The Governor, Central Bank of Nigeria, Godwin Emefiele, has said annual foreign exchange outflow on study-related to the UK has hit to about $2.5bn as visa applications increased.
He also said the official foreign exchange receipt from crude oil sales into the official reserves of the country had dried up, but that the CBN had introduced measures to boost forex earnings through non-oil export which was already yeilding results.
Emefiele spoke at the 57th annual bankers dinner of the Charted Institute of Bankers of Nigeria in Lagos on Friday night.
He said, “As we all know, for example, the official foreign exchange receipt from crude oil sales into our official reserves has dried up steadily from above $3.0bn monthly in 2014 to an absolute zero dollars today.

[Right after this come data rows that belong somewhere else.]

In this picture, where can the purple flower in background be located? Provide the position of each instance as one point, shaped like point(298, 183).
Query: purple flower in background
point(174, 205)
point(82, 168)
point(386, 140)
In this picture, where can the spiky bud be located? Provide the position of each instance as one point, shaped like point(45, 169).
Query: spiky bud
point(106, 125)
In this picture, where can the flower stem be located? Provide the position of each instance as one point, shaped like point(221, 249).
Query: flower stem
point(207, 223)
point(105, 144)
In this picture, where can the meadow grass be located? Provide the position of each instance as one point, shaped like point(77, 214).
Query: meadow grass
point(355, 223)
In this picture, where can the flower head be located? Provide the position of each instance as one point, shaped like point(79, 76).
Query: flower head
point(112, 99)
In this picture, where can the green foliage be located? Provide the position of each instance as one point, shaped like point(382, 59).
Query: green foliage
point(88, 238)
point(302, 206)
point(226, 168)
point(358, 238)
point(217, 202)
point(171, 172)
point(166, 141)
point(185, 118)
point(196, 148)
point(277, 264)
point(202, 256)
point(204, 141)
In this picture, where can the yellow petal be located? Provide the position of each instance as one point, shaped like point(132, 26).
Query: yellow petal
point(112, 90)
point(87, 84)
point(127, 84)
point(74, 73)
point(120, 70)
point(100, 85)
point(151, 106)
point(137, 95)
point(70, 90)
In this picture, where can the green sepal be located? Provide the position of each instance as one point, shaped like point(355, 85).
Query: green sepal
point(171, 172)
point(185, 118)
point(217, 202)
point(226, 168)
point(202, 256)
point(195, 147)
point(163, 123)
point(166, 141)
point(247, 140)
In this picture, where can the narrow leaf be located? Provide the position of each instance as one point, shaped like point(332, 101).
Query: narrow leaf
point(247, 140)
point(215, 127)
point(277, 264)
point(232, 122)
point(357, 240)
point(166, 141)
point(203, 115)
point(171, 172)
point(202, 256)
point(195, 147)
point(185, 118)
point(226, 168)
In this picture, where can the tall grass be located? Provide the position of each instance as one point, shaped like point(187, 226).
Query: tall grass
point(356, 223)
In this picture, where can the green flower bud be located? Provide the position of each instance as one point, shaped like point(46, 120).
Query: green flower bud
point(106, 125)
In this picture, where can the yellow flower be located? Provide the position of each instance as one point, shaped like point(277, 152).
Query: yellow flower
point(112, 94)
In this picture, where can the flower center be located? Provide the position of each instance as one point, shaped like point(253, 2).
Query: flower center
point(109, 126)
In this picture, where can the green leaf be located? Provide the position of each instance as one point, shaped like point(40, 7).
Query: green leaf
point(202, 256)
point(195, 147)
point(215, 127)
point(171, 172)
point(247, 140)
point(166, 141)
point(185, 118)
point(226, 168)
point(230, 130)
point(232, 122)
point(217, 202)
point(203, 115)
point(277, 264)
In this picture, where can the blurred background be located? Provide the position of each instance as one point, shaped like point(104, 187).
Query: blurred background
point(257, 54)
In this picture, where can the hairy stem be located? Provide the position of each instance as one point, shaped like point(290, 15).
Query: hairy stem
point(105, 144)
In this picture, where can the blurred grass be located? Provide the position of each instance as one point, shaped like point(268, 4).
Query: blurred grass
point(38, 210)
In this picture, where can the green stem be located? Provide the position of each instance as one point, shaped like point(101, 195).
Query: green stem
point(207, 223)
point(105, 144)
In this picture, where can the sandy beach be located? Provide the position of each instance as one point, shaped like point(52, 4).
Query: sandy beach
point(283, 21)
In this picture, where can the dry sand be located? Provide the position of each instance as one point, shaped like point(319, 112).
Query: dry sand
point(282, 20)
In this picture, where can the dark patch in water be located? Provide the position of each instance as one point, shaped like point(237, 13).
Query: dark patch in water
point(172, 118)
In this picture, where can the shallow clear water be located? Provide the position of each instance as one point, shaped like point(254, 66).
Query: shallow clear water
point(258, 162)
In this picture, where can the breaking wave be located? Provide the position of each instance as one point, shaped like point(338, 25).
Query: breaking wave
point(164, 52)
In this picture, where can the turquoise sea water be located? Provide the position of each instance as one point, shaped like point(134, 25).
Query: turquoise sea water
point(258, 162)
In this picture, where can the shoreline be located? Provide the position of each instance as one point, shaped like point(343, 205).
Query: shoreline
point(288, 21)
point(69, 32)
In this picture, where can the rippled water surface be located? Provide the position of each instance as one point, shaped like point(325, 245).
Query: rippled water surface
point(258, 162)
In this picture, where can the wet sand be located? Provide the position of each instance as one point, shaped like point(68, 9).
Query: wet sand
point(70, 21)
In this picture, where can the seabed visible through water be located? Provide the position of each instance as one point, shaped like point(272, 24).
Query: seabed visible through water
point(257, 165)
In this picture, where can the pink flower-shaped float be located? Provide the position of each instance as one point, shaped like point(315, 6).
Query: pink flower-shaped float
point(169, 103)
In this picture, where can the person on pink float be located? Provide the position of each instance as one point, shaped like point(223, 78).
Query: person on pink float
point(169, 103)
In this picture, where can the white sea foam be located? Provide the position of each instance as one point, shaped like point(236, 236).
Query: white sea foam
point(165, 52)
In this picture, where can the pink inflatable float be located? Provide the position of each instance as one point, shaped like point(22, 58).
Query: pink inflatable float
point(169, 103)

“To put this drawback into perspective, it is equally no news that the number of student visa issued to Nigerians by the UK alone has increased from an annual average of about 8,000 visas as of 2020 to nearly 66,000 in 2022, which implies an eight-folds surge to about $2.5bn annually in study-related foreign exchange outflow to the UK alone.
“It is against the backdrop of the worsening mismatch between foreign exchange market demand and supply, and the need to boost foreign exchange earnings that the CBN and the Bankers’ Committee initiated the RT200 programme in February 2022.”
He said the programme was fundamentally devised to innovatively tackle the fundamental problem associated with the repatriation of non-oil export proceed.
So far, he said it had recorded and continue to record resounding success with the RT200 Programme.
Inflows through this programme in 2022 rose to about $1.6bn and could surpass $2.5bn by year-end, he said.
The President, CIBN, Ken Opara, speaking on CBN’s developmental efforts said, “During the year, the Central Bank of Nigeria has continued to be purposeful in curtaining economic shocks from the aftermath of the 4th wave of the COVID-19 pandemic to keep inflation tidings and other related economy indices, most especially local currency, from distortions, exacerbated by declining production levels fuelled by the high cost of production, insecurity, dwindling government revenues, foreign exchange volatility and the uncertainty in the global oil market.”